Tralasciando il significato profondo e relativo alla dottirina delle fede che sta alla base di queste indicazioni (non ritengo di essere la persona più indicata per farlo), mi sono sempre chiesto quale sia il confine tracciato tra i cibi accettabili per poter dire di aver mangiato “di magro” e quelli che invece non dovrebbero rientrare nel menu del cattolico osservante.

E’ evidente che la distinzione non è strettamente zoologica e sistematica: mangiare pesce spesso include molluschi, crostacei e altri ordini zoologici che con i pesci condividono solo l’habitat; fateci caso la prossima volta che andrete a “mangiare  pesce” spendendo 60 euro per una frittura mista, un risotto con seppie e gamberetti, due spaghetti allo scoglio e un’impepata di cozze e vongole: potreste non aver messo tra i denti nessun pesce in senso stretto.

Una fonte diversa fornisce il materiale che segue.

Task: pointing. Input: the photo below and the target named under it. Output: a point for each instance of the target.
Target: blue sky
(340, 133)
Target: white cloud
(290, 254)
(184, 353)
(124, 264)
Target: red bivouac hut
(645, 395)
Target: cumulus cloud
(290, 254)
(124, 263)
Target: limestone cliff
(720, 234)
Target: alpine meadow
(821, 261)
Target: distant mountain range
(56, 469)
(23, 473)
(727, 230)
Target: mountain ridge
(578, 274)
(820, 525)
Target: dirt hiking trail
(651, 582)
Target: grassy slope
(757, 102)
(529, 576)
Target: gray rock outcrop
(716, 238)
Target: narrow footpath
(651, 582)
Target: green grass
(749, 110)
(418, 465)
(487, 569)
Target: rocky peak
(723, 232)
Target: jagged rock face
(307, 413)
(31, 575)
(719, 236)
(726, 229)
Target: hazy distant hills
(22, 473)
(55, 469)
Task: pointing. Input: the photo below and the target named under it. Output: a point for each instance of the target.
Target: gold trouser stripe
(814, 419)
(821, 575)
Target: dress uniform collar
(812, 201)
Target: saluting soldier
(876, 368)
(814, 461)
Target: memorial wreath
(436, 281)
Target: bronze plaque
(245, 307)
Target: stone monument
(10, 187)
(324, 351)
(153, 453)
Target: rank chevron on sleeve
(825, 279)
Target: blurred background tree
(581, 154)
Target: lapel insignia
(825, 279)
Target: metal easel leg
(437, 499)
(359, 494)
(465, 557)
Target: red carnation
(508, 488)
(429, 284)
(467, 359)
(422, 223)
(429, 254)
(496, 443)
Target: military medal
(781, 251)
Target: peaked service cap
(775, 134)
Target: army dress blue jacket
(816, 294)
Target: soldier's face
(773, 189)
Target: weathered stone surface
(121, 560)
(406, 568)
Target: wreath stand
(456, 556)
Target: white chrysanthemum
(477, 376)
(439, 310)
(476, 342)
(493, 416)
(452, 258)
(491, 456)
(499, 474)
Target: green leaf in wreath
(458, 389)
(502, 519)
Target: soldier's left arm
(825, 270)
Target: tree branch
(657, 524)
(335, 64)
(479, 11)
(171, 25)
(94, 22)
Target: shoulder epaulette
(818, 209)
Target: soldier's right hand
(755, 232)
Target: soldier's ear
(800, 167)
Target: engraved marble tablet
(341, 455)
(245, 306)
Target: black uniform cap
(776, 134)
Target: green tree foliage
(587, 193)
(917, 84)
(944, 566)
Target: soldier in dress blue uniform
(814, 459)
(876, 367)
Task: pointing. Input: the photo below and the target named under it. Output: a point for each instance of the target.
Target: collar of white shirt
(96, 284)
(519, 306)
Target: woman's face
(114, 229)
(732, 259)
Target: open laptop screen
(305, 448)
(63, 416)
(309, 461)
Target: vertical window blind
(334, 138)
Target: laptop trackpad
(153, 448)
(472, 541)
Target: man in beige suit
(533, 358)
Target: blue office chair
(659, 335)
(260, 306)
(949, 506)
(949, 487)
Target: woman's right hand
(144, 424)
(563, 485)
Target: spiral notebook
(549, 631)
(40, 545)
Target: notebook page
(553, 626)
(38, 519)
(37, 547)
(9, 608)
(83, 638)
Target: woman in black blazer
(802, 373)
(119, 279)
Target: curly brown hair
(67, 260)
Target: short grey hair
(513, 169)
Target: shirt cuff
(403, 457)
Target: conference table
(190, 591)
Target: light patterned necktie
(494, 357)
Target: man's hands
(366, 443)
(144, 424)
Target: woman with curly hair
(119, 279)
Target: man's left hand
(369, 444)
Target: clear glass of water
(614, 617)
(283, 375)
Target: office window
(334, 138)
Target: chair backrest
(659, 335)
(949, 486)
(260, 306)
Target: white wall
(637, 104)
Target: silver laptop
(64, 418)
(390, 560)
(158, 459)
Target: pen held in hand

Il mio bisogno di definizioni sarebbe tentato di dire: mangiare “pesce” significa mangiare tutto ciò che appartiene al regno animale e che vive in ambienti acquatici. Salati, salmastri o dolci non fa differenza (tonno, canocchie o trota fanno sempre parte dei piatti “di pesce”).

Esclusi i mammiferi, giusto?

E’ evidente che i mammiferi non sono pesce ma carne. E quali sono i mammiferi degli ambienti acquatici? Cetacei (balene, delfini) e foche li conosciamo. Ma ci sono mammiferi strettamente legati agli ambienti d’acqua dolce?

Lontra e castoro ad esempio. Un tempo tipica fauna degli ecosistemi fluviali europei, oggi in ripresa (per lo meno la lontra nel nostro paese).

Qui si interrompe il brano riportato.